So, jetzt fügen sich auch meine Nackenhaare wieder geschmeidig an meinen Schwanenhals und stehen nicht mehr in Kampfstellung wie die Stacheln eines tödlichen Nadders.

Gut, dass wir darüber geredet haben.

Und weil der Text bis hierher so chillig war und auf diesem Blatt Papier noch Platz ist, präsentiere ich euch weitere Klassiker aus dem Kreißsaal.

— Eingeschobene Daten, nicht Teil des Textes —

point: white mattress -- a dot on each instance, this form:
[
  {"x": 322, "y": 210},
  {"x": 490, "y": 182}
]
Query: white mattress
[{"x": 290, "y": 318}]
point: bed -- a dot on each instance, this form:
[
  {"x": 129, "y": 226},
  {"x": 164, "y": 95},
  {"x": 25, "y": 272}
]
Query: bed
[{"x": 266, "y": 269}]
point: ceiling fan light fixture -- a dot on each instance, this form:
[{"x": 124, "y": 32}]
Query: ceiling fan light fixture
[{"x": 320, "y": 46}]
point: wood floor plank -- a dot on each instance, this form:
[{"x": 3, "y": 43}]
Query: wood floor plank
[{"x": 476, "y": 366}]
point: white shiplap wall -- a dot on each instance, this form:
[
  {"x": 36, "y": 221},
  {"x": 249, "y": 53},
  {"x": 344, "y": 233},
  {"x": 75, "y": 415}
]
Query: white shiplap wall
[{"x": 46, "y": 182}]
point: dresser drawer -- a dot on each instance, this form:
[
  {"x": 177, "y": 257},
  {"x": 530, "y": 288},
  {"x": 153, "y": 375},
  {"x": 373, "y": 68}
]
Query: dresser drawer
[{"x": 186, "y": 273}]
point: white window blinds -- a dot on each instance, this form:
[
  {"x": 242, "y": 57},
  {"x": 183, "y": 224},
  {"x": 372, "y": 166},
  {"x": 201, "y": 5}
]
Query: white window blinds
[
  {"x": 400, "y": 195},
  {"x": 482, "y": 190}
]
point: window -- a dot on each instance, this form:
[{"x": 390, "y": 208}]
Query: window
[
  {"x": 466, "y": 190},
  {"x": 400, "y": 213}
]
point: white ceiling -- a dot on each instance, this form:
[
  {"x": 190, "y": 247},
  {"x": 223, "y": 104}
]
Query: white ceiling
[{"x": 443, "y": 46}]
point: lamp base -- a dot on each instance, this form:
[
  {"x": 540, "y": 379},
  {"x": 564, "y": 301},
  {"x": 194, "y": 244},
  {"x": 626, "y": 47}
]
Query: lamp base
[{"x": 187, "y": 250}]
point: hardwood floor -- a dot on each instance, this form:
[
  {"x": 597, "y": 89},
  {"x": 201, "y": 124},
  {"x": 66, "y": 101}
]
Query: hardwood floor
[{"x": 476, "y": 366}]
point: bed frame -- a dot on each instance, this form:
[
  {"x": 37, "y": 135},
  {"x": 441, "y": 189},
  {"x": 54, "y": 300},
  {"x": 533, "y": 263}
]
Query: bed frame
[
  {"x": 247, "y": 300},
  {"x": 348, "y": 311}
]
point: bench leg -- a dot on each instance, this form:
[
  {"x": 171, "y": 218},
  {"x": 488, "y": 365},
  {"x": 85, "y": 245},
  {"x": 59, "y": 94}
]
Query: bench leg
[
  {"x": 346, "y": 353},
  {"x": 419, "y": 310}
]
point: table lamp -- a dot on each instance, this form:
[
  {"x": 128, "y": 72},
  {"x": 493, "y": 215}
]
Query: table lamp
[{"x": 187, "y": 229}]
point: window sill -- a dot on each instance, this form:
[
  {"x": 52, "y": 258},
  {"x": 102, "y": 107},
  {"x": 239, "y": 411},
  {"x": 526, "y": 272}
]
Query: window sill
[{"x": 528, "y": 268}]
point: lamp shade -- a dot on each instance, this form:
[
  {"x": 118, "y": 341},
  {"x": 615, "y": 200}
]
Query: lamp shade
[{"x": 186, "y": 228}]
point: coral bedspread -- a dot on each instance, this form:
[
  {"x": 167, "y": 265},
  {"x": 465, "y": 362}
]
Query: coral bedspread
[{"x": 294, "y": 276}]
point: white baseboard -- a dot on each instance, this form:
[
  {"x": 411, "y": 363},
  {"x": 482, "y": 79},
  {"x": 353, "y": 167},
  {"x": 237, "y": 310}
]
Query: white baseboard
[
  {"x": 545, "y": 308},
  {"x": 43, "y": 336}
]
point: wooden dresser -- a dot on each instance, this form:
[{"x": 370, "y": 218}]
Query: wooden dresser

Klassiker, die keine Zeitung je abdrucken würde und die erst jetzt so langsam in die Öffentlichkeit gelangen.
Klassiker im Kreißsaal aus Sicht der Mütter und Eltern

Das sind alles Sprüche, die Mütter und Eltern um die Ohren geschleudert wurden, als sie zur Geburt ihrer Kinder ein Krankenhaus  aufsuchten.

[Bilder: gerechte-geburt.de und bauchgeburt.de]

Na? Lustig, oder?

Für sehr viele Frauen sind jedoch auch „aufheiternd gemeinte“ Sprüche unter der Geburt ganz und gar nicht witzig, sondern zu tiefst verstörend und verletzend. Und so mancher lapidar daher gesagte Satz, hinterlässt nur zu oft tiefe Narben und macht vielleicht sogar handlungsunfähig. Fühlt mal nach, wenn ihr könnt.

Darum, und auch weil unsere Geburtshilfe an den individuellen Bedürfnissen der Frauen und deren Gesundheit weiter und weiter vorbeischlittert, gibt es jedes Jahr die Roses Revolution. Und seit diesem Jahr gibt es „March of Roses“.

Fühlt ihr euch berufen, alles, was in der Geburtshilfe passiert, weiter so mitzutragen und vor allem persönlich zu ertragen? Oder ist es für euch auch an der Zeit, endlich aufzustehen und „Halt! Stopp!“ zu rufen?

Das Ziel einer Geburt ist mehr ist als ein lebendes Kind und eine lebende Mutter

WHO und Eltern schlagen Alarm: Immer mehr Frauen berichten von schlimmen Geburten. Aufgezwungene oder ohne ausdrückliche Zustimmung vorgenommene medizinische Eingriffe, unnötige Behandlungen, Demütigungen und Beleidigungen gehören laut WHO genauso zum Alltag in Kliniken, wie vermeidbare Geburtsverletzungen und medizinisch unnötige Kaiserschnittentbindungen.

Statt des freudigen Ereignisses, erwartet viele Frauen, dass sie unter der Geburt allein gelassen werden, ihre Entscheidung nicht respektiert werden und über ihren Kopf hinweg entschieden wird. Anne Jandt von Geburt e.V. fordert: „In einem der reichsten Länder der Erde, mit einem der besten Gesundheitssysteme der Welt, sollte es möglich sein, dass das Ziel einer Geburt mehr ist als ein lebendes Kind und eine lebende Mutter. Eine gute Geburt sollte ein stärkendes Erlebnis sein, aus dem Mutter und Kind an Leib und Seele möglichst unverletzt hervorgehen. Das muss unser Ziel sein!“

Veränderung beginnt mit der Wahrnehmung eines Problems – Rosenmärsche am 6. März jeden Jahres

Um die Missstände in der Geburtshilfe aufzudecken, lädt ein Bündnis aus Eltern und Hebammen in verschiedenen Städten zu einem „March of Roses“ gegen Geringschätzung und Gewalt während der Geburt ein.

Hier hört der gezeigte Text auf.